EFFECTS OF SEMEN EXTENDER SUPPLEMENTED WITH L-METHIONINE AND PACKAGING METHODS (STRAWS AND PELLETS) ON POST-THAW GOLDFISH (Carassius auratus) SPERM QUALITY AND DNA DAMAGE

Abstract

BACKGROUND: Amino acids protect spermatozoa against cell damage during cryopreservation due to have antioxidant property and found in seminal plasma at high concentration. OBJECTIVE: The aim of the present work was to analyse the effect of extender supplementation with L-methionine on post-thawed sperm motility, duration and DNA damage and also it was tested the feasibility of using straws and pellets method for the cryopreservation of goldfish (Carassius auratus) sperm. MATERIALS AND METHODS: Extenders were supplemented with different L-methionine concentrations of 1 mM; 1.5 mM; 3 mM; 6 mM. Semen samples diluted at the ratio of 1:9 by the extenders were subjected to cryopreservation. After dilution the semen was aspirated into 0.25 ml straws and 0.1 ml pellets, the straws and pellets were placed on the tray, frozen in nitrogen vapor and plunged into liquid nitrogen.

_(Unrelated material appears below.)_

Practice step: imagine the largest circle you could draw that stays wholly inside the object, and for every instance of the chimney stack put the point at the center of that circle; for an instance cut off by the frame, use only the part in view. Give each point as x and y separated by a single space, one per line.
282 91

DNA damage was determined with comet assay after cryopreservation.. RESULTS: Our results indicated that an increase in the concentration of L-methionine caused a significant increase in the motility rate and duration of sperm in goldfish (C. auratus) (p<0.05). In addition, duration and percentage of motility in pellets were higher than in straws. Comparing all concentrations of L-methionine, the best concentration of L-methionine was 1.5 mM. Highest post-thaw motility (45.00 +/- 7.07%) and duration of motility (17.00 +/- 0.71s) were obtained with the extender at concentration 1.5 mM in pellets. Addition of the extender with L-methionine was reduced DNA damage compared to control group. CONCLUSION: Consequently, pellets could be use for goldfish sperm cryopreservation and the tested amino acid affected the motility parameters, and semen extenders could be supplement with L-methionine.